I think it is very, VERY strange ... maybe fake maybe not, but let me tell you why:

- No mention at all of any kind of 64 bitness

- No word of caches

- nothing about how many HD & optical fit in and what type

Other specs are listed in a different order than now and grouped differently.

I don't know ... we'll see on monday...


----------



## ksv (Jun 20, 2003)

G5? Err, G5 is Motorola's trademark, and the fastest ones run at the amazing speed of 1 GHz


----------



## Izzy (Jun 20, 2003)

> _Originally posted by Randman _
> *Izzy, wasn't calling anyone anything. Just think it's fair to have some skepticism, especially after one photoshopped advert was posted and there's more rumors flying about that you could swat with a big stick. Personally, I'm taking all of these rumors with a grain of salt, especially a few days before we know. Apologies if it seemed an insinuation that you weren't telling the truth. But look at the board alone and see how many threads are going on rumors of everything from 10.3 to Germans opening boxes, etc, and you can see how one might be a little suspicious. *



No offense taken...I can understand the skepticism somewhat and would probably be leaning on the side of caution as well.  I just can't wait until we finally find out what Steve has up his sleeve.


----------



## tsizKEIK (Jun 20, 2003)

i guess after last nights incident, noone doubts that G5s will be available after WWDC  

the news (and photos)are all over the web 
maCNN 
MacRumors
Think Secret  etc...

unless someone hacked the apple site (hhahaha) ... these are all real . and they look pretty amazing. 

4 more dayss.... i cant wait.. its eXXXciting


----------



## Randman (Jun 20, 2003)

Part of me hopes it's true because some of the rumors sound really killer (especially the ones on "Germans opened the boxes'', but a small part of me hopes it's not true because my budget doesn't allow for one right now.
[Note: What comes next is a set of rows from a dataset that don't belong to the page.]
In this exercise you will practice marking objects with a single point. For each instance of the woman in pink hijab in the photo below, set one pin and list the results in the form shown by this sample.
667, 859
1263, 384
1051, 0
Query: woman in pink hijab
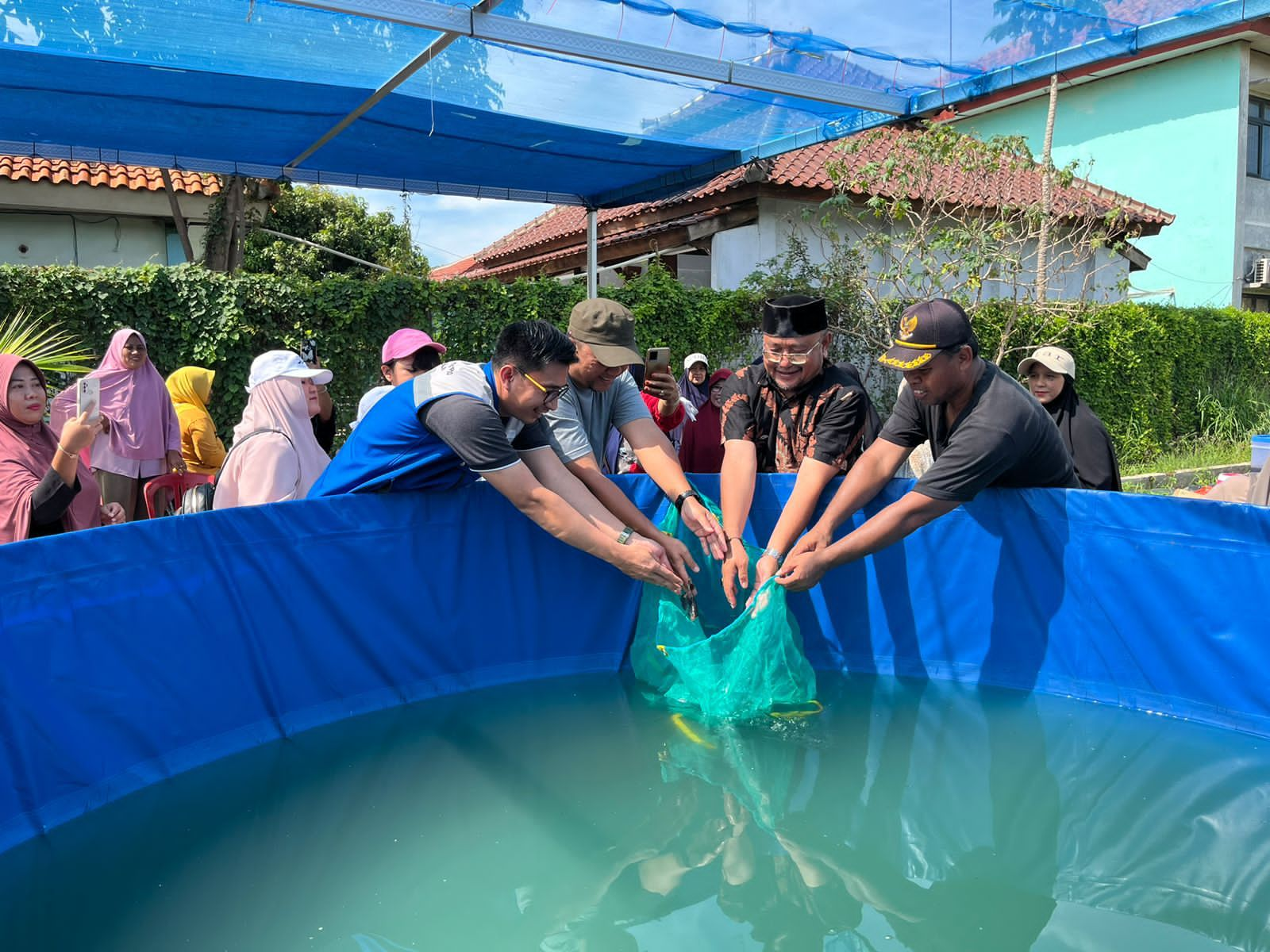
141, 424
276, 455
44, 488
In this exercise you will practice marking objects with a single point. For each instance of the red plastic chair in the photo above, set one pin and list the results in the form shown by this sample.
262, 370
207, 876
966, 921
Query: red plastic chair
164, 493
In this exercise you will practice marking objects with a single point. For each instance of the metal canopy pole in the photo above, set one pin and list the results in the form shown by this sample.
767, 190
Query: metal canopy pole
431, 52
592, 259
533, 36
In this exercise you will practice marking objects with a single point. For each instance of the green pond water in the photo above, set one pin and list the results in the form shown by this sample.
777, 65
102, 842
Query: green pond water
571, 816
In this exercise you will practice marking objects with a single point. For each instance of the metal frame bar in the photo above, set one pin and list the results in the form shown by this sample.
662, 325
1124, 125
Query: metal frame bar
502, 29
431, 52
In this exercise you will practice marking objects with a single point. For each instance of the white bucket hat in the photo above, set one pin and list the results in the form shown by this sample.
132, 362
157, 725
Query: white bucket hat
1053, 359
283, 363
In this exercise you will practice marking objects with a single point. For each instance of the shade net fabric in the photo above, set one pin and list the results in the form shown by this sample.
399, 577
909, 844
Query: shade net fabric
525, 98
724, 663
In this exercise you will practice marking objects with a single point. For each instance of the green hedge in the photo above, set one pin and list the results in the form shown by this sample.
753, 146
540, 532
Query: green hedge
1142, 368
194, 317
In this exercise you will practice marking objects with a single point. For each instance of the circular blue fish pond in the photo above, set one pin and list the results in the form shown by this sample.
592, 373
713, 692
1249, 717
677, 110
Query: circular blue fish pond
571, 814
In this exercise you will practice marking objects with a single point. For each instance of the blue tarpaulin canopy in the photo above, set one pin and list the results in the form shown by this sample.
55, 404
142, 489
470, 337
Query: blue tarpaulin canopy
588, 102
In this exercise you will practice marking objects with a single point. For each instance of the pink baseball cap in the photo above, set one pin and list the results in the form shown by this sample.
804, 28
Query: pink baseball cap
406, 342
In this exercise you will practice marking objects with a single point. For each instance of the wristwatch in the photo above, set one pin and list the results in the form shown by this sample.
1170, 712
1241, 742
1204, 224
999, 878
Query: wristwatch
686, 495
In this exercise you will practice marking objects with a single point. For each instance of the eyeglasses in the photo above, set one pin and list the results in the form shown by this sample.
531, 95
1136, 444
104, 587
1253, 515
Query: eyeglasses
552, 393
797, 359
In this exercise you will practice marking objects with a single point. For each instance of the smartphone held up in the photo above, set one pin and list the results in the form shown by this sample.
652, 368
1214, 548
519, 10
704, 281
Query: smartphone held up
657, 359
88, 397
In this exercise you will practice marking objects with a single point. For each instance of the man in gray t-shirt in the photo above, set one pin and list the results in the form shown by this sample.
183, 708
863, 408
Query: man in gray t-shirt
602, 395
984, 431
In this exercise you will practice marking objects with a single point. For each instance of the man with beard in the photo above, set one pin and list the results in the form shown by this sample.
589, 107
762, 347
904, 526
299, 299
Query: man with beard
983, 427
793, 412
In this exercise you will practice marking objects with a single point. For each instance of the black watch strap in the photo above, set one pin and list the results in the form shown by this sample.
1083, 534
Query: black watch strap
683, 497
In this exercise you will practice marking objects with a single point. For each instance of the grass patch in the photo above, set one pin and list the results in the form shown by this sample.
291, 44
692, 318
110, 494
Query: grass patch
1193, 456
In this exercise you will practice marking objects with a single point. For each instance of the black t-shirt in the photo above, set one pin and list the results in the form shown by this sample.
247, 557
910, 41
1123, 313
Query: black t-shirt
48, 505
1003, 438
475, 432
827, 419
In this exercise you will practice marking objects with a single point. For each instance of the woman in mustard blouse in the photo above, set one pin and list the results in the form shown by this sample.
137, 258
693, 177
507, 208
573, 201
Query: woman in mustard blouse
190, 390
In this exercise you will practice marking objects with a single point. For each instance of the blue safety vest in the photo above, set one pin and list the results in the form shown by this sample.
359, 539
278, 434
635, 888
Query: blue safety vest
391, 451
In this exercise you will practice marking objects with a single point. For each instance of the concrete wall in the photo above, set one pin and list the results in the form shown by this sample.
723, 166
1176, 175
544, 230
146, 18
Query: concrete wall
1168, 135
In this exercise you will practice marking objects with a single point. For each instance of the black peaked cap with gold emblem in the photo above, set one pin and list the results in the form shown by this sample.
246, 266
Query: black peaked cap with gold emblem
925, 329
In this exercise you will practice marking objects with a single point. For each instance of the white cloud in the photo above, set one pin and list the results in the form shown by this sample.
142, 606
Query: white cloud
448, 228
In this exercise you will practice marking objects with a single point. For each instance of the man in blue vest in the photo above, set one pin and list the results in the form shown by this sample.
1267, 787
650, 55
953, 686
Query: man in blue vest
464, 420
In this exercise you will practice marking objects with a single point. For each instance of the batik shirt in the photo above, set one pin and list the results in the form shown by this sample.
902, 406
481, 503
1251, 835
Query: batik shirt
827, 419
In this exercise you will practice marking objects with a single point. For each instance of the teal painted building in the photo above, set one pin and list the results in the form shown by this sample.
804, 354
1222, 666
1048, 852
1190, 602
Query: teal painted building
1172, 133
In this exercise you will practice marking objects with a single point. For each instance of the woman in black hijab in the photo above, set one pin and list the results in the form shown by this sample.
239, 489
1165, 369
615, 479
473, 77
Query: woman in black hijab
1051, 376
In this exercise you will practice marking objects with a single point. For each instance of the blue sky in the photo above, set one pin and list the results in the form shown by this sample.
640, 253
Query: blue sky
448, 228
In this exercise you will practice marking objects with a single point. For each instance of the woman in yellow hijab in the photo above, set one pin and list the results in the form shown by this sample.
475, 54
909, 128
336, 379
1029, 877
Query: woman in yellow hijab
190, 390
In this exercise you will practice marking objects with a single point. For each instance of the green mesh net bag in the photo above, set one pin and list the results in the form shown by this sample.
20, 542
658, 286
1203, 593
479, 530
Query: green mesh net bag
727, 663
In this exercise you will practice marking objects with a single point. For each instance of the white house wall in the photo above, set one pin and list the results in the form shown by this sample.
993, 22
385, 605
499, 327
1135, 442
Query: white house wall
93, 226
1255, 194
90, 241
737, 253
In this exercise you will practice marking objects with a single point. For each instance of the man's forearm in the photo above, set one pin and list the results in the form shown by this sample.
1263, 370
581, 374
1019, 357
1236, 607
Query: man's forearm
552, 474
901, 518
864, 480
737, 486
556, 517
615, 501
813, 476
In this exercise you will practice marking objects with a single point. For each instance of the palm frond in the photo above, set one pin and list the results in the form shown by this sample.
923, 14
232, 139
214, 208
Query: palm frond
41, 340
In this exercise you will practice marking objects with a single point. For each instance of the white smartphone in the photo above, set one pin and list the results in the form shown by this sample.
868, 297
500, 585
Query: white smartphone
657, 361
88, 397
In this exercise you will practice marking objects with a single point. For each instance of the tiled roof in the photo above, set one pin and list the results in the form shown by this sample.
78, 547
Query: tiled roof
804, 169
455, 270
137, 178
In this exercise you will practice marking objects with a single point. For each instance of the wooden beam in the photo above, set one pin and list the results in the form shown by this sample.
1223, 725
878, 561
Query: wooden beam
182, 230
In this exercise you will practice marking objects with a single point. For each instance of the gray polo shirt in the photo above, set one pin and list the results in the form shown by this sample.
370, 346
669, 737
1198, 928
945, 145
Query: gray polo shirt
581, 423
1003, 438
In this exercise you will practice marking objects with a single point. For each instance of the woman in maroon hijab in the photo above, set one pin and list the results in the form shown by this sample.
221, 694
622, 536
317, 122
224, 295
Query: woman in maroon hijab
702, 450
44, 488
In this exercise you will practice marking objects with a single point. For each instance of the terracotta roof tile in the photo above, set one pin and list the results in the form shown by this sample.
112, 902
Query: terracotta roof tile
137, 178
806, 168
455, 270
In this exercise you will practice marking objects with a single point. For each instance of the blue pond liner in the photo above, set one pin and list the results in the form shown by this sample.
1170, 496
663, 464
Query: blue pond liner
135, 653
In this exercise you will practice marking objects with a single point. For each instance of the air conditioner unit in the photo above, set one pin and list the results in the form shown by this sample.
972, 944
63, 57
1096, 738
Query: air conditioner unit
1260, 273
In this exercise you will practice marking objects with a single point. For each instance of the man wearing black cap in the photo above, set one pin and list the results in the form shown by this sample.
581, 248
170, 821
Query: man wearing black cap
602, 395
983, 427
791, 413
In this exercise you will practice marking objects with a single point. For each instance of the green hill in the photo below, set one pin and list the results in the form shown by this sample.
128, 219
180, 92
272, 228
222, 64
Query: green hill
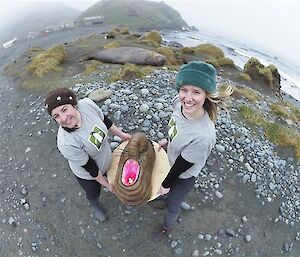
136, 14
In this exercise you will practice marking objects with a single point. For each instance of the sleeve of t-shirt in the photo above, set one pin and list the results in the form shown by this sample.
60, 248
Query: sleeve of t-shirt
197, 151
180, 166
108, 123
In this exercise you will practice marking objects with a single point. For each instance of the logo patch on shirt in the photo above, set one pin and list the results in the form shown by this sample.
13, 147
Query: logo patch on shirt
173, 131
97, 136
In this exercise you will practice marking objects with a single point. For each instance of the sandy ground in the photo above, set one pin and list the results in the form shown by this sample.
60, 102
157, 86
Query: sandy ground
58, 221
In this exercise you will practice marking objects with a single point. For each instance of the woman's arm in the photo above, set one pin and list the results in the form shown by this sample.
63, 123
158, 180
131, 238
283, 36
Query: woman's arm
102, 180
118, 132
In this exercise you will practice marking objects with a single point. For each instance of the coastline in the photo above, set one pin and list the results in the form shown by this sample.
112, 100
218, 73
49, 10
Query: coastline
246, 189
240, 54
Dang.


----------



## uoba (Jun 20, 2003)

Well, the 'incorrectly posted' info on Apple's site seems to dispell those German boxes (unless they opened the Dell boxes instead!!!!)


----------



## Tigger (Jun 20, 2003)

Anyone noticed that the G5 spec list and the G4 spec list use different fontcolors and are different in some other areas?
I think they were being hacked, but we will see on Monday (Or maybe later, cause Stevie is pissed and keeps his G5 for at least another week to himself  )


----------



## hulkaros (Jun 20, 2003)

...I certaintly would like Apple NOT to raise their PowerMacs/Books lines prices!

Cause if they can deliver all those "rumored" specifications at the same prices, if not lower, then their sales will sky-rocket! 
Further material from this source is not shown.